Ce Démocrate, qui souvent se présente avec le titre du « Président le plus pro syndicats de l’histoire américaine », s’est envolé mardi vers le Michigan et a rejoint les membres du local 174 du Syndicat des travailleurs de l’automobile, au Centre de distribution Willow Run, un des 38 qui distribue les pièces d’auto dans le pays. Il a été choisi par le syndicat comme lieu de piquetage dans sa grève contre les trois grandes compagnies du secteur automobile.
Joe Biden ne s’est pas joint à n’importe quel lieu de piquetage.
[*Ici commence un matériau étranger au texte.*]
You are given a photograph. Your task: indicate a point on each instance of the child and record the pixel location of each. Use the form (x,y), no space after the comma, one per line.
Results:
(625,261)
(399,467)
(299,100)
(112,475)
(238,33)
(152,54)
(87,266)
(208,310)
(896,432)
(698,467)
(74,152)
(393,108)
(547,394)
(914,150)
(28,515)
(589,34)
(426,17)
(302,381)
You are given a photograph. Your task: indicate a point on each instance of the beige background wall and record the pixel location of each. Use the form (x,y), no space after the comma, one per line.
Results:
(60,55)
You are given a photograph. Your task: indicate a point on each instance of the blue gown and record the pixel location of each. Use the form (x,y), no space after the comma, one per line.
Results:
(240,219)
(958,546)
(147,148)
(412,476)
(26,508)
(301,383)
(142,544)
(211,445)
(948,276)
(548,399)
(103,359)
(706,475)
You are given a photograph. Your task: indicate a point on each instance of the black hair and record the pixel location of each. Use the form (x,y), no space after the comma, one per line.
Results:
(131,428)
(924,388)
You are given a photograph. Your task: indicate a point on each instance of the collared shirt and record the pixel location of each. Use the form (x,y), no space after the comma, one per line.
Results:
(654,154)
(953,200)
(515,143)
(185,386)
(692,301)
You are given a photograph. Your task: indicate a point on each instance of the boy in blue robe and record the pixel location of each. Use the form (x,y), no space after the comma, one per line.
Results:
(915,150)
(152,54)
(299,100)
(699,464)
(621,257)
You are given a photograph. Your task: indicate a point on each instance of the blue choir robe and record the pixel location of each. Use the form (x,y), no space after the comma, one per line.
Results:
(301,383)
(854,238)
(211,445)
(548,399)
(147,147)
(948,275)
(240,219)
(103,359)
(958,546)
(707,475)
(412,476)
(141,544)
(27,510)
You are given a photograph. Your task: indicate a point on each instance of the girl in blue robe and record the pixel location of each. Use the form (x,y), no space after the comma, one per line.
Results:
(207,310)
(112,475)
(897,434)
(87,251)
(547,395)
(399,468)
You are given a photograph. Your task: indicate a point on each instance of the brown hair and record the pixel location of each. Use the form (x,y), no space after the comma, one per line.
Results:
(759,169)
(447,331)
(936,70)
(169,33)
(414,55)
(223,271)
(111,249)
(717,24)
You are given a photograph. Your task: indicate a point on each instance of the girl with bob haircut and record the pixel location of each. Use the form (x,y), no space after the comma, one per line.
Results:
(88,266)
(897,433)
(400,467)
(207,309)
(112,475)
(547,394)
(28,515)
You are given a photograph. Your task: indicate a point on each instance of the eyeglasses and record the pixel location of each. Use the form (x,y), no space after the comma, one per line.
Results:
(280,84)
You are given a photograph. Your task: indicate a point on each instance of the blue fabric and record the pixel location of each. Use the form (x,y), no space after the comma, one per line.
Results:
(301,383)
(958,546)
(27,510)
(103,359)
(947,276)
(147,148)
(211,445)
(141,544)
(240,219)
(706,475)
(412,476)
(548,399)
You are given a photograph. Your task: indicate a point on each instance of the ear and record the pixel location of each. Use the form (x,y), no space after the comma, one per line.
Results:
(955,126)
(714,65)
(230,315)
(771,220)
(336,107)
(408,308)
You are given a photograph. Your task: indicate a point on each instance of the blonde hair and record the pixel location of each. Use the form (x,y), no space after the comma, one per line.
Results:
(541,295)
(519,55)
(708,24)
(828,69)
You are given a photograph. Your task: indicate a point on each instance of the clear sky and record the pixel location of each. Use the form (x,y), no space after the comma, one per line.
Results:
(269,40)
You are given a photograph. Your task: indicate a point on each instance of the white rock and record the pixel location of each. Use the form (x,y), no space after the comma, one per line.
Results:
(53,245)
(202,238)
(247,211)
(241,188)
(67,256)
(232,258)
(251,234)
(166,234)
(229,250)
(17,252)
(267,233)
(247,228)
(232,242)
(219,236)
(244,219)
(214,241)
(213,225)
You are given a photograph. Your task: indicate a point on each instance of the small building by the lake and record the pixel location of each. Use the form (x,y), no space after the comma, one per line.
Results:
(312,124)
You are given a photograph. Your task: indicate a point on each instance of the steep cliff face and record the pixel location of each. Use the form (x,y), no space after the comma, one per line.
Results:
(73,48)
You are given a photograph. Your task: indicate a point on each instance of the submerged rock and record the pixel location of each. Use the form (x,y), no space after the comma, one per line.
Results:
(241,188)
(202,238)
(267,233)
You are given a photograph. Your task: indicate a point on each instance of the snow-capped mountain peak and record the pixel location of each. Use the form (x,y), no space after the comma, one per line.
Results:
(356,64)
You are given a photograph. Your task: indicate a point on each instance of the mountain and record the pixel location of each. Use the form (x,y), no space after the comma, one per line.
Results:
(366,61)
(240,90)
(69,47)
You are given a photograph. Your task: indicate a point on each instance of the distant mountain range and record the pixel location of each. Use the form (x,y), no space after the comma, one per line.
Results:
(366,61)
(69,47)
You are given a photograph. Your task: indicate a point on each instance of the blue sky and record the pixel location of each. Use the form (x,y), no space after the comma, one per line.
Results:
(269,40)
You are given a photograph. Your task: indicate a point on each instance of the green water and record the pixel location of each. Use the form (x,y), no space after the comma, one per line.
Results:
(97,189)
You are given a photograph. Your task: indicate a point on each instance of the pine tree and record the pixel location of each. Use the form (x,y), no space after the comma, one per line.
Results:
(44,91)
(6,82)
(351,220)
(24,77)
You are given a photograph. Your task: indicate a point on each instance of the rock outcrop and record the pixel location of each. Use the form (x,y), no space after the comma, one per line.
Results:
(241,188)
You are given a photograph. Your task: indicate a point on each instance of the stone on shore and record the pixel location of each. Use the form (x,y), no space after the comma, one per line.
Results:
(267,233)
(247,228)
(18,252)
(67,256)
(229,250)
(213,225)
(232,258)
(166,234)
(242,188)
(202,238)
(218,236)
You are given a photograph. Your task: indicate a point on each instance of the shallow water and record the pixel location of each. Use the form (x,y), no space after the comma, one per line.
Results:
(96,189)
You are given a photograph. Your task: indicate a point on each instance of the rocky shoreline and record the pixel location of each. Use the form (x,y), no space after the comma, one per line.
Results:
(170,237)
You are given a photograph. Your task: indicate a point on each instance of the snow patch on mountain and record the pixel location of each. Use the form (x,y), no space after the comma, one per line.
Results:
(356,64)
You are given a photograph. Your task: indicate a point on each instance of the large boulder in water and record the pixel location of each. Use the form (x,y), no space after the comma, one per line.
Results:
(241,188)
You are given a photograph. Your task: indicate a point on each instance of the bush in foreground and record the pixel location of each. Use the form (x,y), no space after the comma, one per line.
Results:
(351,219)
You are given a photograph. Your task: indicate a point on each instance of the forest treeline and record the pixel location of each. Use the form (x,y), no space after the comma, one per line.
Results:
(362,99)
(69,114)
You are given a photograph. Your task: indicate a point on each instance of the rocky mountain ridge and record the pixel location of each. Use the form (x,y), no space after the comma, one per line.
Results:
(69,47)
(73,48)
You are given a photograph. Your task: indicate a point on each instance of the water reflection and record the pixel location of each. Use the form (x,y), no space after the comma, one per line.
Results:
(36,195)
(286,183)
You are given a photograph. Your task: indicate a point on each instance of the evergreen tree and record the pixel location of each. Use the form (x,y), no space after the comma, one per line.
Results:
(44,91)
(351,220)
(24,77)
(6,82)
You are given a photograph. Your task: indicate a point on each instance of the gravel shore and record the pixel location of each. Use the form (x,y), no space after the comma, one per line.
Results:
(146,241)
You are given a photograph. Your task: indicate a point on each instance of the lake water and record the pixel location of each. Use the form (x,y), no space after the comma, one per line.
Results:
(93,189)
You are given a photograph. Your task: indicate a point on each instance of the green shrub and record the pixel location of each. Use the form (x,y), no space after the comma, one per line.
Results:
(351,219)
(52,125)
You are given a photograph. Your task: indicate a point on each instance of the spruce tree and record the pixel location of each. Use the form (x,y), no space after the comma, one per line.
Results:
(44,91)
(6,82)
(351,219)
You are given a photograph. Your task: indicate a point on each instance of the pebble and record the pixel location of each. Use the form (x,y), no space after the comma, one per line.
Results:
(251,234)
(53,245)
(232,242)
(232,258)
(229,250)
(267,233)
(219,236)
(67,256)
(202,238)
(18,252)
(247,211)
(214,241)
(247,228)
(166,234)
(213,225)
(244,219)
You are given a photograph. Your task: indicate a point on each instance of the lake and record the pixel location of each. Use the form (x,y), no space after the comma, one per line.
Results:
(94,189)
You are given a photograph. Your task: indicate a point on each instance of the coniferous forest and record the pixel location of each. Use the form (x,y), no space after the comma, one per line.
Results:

Le local 174 est reconnu comme « celui de Walter Reuther ». On y retrouve plus de 59 unités de négociations qui ont été mis en place en 1936, où on a organisé un « sit in » sous le leadership de W. Reuther, ce militant syndical qui a présidé le syndicat des travailleurs de l’auto de la présidence de Harry Truman à celle de Richard Nixon en passant par Dwight Eisenhower, John Kennedy et Lyndon Johnson.
Durant cette période, qui a été celle de la plus grande progression de membres dans le syndicat de toute l’histoire du pays, W. Reuther était écouté par les grands dirigeants internationaux et les a poussés à faire de grandes choses. Son appui au mouvement des droits civiques aux côtés du Président de la Brotherhood of Sleeping Car Porters, A. Philip Randolph, du Révérend Martin Luther King jr, et de tant d’autres, a forcé les administrations des Présidents Kennedy et Johnson a s’emparer d’enjeux longtemps négligés. La vision dynamique que W. Reuther avait du rôle du mouvement ouvrier comme force économique, sociale, en matière de justice sociale et aussi de protection de la nature et de l’environnement, a été résumée dans son énoncé : « il n’y a pas de pouvoir au monde qui puisse arrêter la marche en avant des hommes et des femmes libres quand ils et elles se rejoignent dans la solidarité humaine ».
Mais, même lui n’a jamais vu un Président rejoindre une ligne de piquetage.
Son successeur actuel, Shawn Fain l’a vu. Et J. Biden n’a pas fait qu’apparaitre mardi ; il a dit ce qu’il fallait dire.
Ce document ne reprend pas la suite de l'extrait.